Wednesday 10
The explanatory role of mathematical and dynamical models in molecular and cell biology
Chair: Stuart Glennan
› 16:30 - 16:50 (20min)
› 005
The Mathematics of Molecular Mechanisms S
Tudor Baetu  1@  
1 : Konrad Lorenz Institute for Evolution and Cognition Research  (KLI)

Session: The explanatory role of mathematical and dynamical models in molecular and cell biology (BAETU, BRAILLARD, GROSS, ISSAD and MALATERRE)

According to current accounts, a satisfactory mechanistic explanation should include all the relevant components of the mechanism (entities, activities and organizational features) and exhibit productive continuity from input to output conditions. It is not specified, however, how this kind of ‘mechanistic completeness' can be demonstrated. Experimental interventions can demonstrate that a mechanism is necessary to produce a phenomenon. Nevertheless, interventions do not demonstrate that a mechanism is sufficient for producing a phenomenon. This creates a cluster of related problems: it is not clear to what extent the explanation is complete, whether the mechanism postulated by the explanation can be detached from the system in which it is embedded and treated as an independent module, and where a mechanistic explanation can safely bottom out. 

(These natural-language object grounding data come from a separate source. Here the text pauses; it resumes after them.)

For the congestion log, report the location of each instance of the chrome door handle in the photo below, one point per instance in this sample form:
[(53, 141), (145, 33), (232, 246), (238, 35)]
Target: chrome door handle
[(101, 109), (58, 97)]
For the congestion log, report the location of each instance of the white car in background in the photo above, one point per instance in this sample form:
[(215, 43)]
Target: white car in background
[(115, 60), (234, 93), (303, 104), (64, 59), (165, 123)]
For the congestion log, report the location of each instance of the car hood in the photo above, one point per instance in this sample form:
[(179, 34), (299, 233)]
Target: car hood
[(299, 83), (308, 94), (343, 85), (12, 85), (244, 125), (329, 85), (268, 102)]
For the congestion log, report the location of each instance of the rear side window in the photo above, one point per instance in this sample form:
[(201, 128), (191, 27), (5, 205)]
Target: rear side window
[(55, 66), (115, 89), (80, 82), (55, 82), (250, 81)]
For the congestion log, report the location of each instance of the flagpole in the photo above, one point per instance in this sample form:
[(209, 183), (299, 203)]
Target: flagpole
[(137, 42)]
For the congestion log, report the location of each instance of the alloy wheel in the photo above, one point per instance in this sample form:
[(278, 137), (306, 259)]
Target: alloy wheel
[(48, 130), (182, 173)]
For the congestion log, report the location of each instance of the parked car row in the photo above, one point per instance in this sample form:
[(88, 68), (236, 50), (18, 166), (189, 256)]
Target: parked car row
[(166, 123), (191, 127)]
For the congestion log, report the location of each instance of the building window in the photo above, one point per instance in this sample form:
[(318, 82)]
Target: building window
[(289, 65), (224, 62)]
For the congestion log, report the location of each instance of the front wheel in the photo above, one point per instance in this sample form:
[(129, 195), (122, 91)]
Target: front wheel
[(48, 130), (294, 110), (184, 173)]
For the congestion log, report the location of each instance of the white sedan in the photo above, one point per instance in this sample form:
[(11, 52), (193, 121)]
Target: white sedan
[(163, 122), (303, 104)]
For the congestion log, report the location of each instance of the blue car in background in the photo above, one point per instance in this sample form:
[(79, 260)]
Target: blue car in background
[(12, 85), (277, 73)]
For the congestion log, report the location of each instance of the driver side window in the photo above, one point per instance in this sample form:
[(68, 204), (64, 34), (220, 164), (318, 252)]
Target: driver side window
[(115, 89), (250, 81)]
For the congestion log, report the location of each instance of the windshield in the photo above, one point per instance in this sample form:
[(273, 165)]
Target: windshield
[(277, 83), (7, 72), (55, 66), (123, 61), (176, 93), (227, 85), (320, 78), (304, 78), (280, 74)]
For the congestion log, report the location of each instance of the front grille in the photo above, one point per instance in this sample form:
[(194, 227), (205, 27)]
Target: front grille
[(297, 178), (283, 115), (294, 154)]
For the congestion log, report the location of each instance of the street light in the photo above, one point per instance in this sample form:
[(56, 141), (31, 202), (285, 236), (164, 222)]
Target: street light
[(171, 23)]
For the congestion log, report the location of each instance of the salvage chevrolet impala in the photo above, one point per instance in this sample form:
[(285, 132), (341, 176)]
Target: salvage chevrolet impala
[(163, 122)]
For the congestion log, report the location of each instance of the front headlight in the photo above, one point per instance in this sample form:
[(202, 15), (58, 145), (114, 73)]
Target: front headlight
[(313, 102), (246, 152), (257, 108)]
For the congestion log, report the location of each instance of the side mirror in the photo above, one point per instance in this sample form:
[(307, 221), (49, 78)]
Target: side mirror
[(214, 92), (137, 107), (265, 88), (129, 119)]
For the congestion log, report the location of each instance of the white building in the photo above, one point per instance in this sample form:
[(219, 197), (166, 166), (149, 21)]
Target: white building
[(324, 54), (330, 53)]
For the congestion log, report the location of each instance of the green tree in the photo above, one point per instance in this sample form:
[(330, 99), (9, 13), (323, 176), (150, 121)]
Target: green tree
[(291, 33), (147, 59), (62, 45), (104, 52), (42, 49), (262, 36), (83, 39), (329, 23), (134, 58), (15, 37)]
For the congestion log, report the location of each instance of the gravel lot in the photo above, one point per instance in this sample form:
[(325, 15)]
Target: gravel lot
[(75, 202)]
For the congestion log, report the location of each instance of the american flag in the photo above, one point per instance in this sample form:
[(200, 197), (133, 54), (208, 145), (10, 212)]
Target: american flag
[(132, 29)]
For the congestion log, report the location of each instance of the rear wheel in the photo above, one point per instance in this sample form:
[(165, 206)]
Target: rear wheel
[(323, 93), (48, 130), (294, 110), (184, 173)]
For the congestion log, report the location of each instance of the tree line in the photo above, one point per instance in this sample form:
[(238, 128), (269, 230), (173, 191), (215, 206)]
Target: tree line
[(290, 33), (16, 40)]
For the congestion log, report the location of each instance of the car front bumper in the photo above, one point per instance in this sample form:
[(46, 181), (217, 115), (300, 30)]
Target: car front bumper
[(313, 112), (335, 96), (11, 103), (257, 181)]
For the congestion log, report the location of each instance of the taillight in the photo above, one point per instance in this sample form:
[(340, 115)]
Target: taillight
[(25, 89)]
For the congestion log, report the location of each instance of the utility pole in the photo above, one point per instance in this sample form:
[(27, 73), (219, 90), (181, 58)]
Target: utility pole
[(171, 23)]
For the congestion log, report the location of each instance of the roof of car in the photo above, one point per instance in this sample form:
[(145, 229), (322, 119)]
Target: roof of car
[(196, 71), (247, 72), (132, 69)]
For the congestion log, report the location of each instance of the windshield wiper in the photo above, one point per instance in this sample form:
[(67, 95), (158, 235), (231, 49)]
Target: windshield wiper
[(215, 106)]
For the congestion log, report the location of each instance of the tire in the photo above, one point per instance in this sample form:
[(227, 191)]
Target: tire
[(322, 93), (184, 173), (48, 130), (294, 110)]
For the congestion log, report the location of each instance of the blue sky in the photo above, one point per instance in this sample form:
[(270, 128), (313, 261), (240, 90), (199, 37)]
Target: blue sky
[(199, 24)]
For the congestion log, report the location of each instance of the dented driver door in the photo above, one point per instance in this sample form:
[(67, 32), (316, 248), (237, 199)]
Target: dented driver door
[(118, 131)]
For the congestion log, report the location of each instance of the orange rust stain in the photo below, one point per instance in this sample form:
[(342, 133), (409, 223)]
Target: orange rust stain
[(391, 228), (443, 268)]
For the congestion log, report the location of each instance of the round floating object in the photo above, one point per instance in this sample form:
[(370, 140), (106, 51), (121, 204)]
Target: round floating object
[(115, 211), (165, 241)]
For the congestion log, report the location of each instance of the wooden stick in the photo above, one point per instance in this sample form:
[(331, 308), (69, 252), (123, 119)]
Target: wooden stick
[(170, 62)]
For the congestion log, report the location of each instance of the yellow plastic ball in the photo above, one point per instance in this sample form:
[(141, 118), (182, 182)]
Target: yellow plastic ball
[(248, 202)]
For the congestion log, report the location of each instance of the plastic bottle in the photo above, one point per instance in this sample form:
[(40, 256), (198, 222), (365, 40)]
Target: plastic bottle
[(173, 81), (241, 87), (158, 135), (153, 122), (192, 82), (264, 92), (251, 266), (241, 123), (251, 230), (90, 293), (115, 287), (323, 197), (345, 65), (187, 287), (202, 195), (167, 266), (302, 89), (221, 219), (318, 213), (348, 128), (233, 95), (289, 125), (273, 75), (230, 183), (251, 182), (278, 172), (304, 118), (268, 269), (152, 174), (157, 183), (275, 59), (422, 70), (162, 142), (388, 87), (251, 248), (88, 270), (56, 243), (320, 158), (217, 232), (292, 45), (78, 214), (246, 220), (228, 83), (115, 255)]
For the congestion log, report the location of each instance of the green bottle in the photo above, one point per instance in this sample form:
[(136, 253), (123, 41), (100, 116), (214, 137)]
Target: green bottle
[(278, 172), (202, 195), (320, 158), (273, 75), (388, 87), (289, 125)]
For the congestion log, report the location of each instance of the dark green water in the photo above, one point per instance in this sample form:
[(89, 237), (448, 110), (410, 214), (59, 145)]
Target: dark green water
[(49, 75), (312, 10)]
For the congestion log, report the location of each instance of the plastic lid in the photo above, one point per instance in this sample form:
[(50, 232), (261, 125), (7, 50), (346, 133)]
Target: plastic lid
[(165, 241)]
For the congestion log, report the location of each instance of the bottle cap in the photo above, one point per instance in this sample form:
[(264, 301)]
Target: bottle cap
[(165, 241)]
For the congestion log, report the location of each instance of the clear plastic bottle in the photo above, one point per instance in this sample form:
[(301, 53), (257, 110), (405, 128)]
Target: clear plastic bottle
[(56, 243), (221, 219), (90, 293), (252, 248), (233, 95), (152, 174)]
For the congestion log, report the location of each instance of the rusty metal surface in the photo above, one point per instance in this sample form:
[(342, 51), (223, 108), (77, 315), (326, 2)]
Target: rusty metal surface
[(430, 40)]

I argue that mathematical modeling of mechanisms can provide a solution to these sufficiency related issues. More and more studies in leading journals complement traditional descriptions of mechanisms supported by the experimental practices of molecular biology with quantitative models aiming to demonstrate that the proposed mechanism can generate the quantitative-dynamic aspects of a phenomena in the right amount/intensity, and thus support the claim that the mechanism is sufficient to produce the phenomenon. While this kind of extrapolative inferences from surrogate mathematical models need to be carefully regimented, they provide a workable solution to the ‘explanatory leakage' problem whereby it is not clear how systemic a mechanism needs to be and how deep it needs to bottom out in order to explain a phenomenon.